## Comparison Sarsa and Q-Learning
### FrozenLake

In [1]:
%load_ext autoreload
%autoreload 2

In [2]:
import sys
sys.path.append('../agents')
sys.path.append('../environments')
sys.path.append('../tools')

import gym
import numpy as np
import matplotlib.pyplot as plt
from pprint import pprint
import pandas as pd
from utils import *
from MonteCarlo import MonteCarloEV, MonteCarloFV

%matplotlib inline

In [3]:
# initialize env
env = Experiment(gym.make('FrozenLake-v0'))

### Monte Carlo Every Visit

In [None]:
tries =3
episodes = 2000
results_MonteCarloEV = np.zeros((tries, episodes))
epsilon_decay = 1-(1/episodes)*2

for t in range(tries):
    agent = MonteCarloEV(env.env, discount_factor=0.9, 
                      exploration_rate=0.8,
                      epsilon_decay_func = lambda x: x*epsilon_decay,
                      qtable_default=0
                     )
    # fit and save results
    env.fit(agent, episodes)
    results_MonteCarloEV[t, :] = agent.rewards_per_episode


### Monte Carlo First Visit

In [None]:
tries =3
episodes = 2000
results_MonteCarloFV = np.zeros((tries, episodes))
epsilon_decay = 1-(1/episodes)*2

for t in range(tries):
    agent = MonteCarloFV(env.env, discount_factor=0.9, 
                      exploration_rate=0.8,
                      epsilon_decay_func = lambda x: x*epsilon_decay,
                      qtable_default=0
                     )
    # fit and save results
    env.fit(agent, episodes)
    results_MonteCarloFV[t, :] = agent.rewards_per_episode


### Comparison

In [None]:
# 3x10000 episodes, qtable default = 0
plot_rewards(np.mean(results_MonteCarloEV, axis=0), smoothing=0.4, color='green')
plot_rewards(np.mean(results_MonteCarloFV, axis=0), smoothing=0.4, color='blue')
plt.ylim((0,0.2))

Adjusting the smoothing parameter, it is clear Monte Carlo Every Visit outperforms the First Visit up to 3000 episodes.

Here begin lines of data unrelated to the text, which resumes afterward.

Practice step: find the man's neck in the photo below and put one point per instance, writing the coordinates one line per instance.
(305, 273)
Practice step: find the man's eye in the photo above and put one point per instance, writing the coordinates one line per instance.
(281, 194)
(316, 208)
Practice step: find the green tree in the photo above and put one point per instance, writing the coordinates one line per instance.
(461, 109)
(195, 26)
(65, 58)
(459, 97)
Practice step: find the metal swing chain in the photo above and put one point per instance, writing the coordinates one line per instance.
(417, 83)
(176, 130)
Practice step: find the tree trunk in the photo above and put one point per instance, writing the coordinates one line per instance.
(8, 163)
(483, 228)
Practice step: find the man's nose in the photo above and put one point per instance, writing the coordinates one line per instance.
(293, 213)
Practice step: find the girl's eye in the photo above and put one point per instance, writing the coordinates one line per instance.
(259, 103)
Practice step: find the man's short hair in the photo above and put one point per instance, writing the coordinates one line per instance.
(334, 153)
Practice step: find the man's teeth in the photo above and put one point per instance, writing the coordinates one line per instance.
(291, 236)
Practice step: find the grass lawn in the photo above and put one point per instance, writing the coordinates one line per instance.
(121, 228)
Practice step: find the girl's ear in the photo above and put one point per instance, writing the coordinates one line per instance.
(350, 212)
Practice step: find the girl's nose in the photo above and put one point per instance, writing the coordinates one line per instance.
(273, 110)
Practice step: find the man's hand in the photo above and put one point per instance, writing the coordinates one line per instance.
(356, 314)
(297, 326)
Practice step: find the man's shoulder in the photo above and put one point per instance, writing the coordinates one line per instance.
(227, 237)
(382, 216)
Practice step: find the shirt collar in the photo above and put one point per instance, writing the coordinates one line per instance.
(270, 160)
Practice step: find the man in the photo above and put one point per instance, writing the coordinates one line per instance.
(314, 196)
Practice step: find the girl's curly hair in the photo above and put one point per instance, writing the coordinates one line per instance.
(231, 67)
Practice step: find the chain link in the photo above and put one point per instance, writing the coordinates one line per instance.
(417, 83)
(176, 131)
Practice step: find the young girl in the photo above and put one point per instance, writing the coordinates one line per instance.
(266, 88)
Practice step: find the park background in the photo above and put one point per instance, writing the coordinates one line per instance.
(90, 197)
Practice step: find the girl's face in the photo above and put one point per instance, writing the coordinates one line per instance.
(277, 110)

Te result is similar even when the results are ran again, with action-value function initiated to 0 or to 1.

Every visit has more samples to update from than the first visit version, so it learns faster. This is clearly seen when compared to the Q-Learning algorithm that bootstraps though the value function to help estimate future returns, so is able to do policy improvement at every step.